Go here for links to the policy briefs and presentations that supported MedPAC’s discussion of these issues.

Can Medicare Feed its Way Out of Some Readmissions?

Feeding some Medicare patients after they are discharged from the hospital could reduce readmissions and save taxpayers millions, a new study has concluded.

According to the new Bipartisan Policy Center report Next Steps in Chronic Care:  Expanding Innovative Medicare Benefits, providing a limited number of free meals to certain Medicare patients could eliminate nearly 10,000 readmissions a year and save more than $57 million.

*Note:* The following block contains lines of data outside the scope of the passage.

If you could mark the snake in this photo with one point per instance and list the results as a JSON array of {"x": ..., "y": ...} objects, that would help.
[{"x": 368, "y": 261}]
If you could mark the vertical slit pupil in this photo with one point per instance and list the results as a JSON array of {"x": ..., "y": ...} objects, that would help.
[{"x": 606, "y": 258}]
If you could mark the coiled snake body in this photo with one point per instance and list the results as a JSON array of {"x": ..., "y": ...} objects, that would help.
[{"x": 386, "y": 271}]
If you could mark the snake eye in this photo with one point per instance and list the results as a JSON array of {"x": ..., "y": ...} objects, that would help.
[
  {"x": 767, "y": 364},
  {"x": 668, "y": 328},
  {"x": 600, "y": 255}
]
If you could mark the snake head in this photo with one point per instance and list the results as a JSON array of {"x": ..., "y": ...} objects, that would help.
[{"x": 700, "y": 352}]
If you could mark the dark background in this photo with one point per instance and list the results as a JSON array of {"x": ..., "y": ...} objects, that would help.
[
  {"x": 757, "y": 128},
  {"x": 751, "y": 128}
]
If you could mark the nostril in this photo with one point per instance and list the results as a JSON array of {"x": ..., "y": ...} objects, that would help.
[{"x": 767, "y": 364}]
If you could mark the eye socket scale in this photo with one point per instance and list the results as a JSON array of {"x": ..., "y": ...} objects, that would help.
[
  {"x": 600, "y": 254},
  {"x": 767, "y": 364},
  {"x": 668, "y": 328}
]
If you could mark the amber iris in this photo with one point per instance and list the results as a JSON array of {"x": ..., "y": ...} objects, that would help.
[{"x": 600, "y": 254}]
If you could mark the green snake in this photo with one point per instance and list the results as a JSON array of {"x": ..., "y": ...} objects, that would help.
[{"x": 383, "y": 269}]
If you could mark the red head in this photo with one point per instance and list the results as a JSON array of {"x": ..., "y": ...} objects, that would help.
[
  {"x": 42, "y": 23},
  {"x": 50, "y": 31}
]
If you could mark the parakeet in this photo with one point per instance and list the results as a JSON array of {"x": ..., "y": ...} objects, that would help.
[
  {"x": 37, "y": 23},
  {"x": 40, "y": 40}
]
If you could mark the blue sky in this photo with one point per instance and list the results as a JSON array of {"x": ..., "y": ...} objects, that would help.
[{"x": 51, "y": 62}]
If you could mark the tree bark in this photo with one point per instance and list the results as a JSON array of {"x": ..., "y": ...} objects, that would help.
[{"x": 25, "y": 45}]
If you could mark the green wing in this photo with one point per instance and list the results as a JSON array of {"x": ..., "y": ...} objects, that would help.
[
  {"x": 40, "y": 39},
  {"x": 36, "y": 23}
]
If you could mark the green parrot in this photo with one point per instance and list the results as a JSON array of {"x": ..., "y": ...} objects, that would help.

Participating patients would be those with more than one of a limited number of chronic medical conditions and the meals would be for one week only.  According to the report, more than 575,000 Medicare beneficiaries would be eligible to participate in such a program, with their meals costing $101 million a year, or $176 a person for one week, but the nearly 10,000 Medicare readmissions that would be prevented would reduce Medicare spending more than $158 million a year.

Such a program, if implemented, would be yet another approach to addressing the social determinants of health in many communities.

Such a program would undoubtedly benefit the low-income communities most private safety-net hospitals serve because food insecurity is one of many social determinants of health that challenge the health of the residents of those communities.